Nombreux sont les Européens à avoir choisi de s'installer à Londres, en vue de trouver un travail et d'y faire leur vie. Si le Royaume-Uni sort de l'Union européenne, ils seront sans doute les premières victimes de ce choix. Rencontre avec ceux qui ont un peu plus chaud que les autres.

Londres est un Eldorado pour beaucoup de jeunes. En 2014, l'ancien maire de Londres Boris Johnson, se vantait même d'être « à la tête de la sixième plus grande ville de France » avec plus de  225 000 Frenchies vivant dans l'agglomération (le chiffre est à peu près exact mais ce nombre placerait en réalité Londres au niveau de la trentième ville française, entre Angers et Dijon, ndlr). Alors que le marché de l'emploi offre assez peu de perspectives en Europe, nous avons demandé à des jeunes expatriés - français ou autre - comment ils imaginent leur vie en cas de Brexit. S'ils ne savent pas vraiment à quelle sauce ils seront mangés, tous sont inquiets et attendent avec crainte le résultat du référendum du 23 juin.

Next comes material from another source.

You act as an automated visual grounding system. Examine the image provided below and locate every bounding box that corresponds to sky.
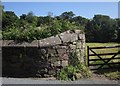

Océanne, Française, 22 ans, employée dans un café

« J'ai peur de devoir quitter le Royaume-Uni. Il serait sans doute assez compliqué  d'obtenir un visa. Cela fait près de trois ans que je vis à Londres et je m'y plais. Je suis venue avant tout pour obtenir un travail. Portant le voile, il est très difficile pour moi de trouver un emploi en France. Ici, les gens sont plus ouverts, il y a plus de liberté d'expression. Je n'ai pas envie de rentrer en France, mais en cas de sortie du Royaume-Uni de l'Union européenne, ceci n'est malheureusement pas impossible. Nous verrons cette nuit quels seront les résultats. C'est dommage que les étrangers vivant et travaillant ici ne puissent pas voter. »

Wojciech, Polonais, 36 ans, employé dans la restauration

« Je suis arrivé ici peu après l'adhésion de la Pologne (en 2004, ndlr), ça fait 11 ans que je vis à Londres. Je suis un peu inquiet, car on ne sait pas vraiment dans quelle mesure le droit pourrait évoluer. Quelles seraient les restrictions en termes de visa ? Qui pourrait rester ? Faudrait-il gagner plus de 25 000 ou 35 000 livres pour avoir le droit de résider en Grande-Bretagne ? On entend également beaucoup de bêtises, personne ne sait vraiment ce qui se passera. La situation est donc assez confuse. Dans tous les cas, j'aimerais rester ici, à Londres. Et je pense que les Britanniques voteront pour rester dans l'Union. »

Yana, Bulgare, 25 ans, cinéaste en freelance

« Personne ne sait exactement ce qui se passera, mais je suppose que je devrai partir. Si les Britanniques sortent, je ne suis même pas sûre d'entamer la procédure pour obtenir un visa, car ce sera sans doute difficile. Pourquoi voudraient-ils que je reste s'ils votent pour contrôler l'immigration ? Cela n'aurait aucun sens. Je suis arrivée au Royaume-Uni il y a six ans, j'ai étudié en Écosse et je suis ensuite venue à Londres. J'ai mes ami(e)s et mes contacts ici, il n'y a aucune raison que je parte. Si je devais partir, je pense aller en Espagne, où j'ai déjà vécu un an dans le cadre d'un échange Erasmus. »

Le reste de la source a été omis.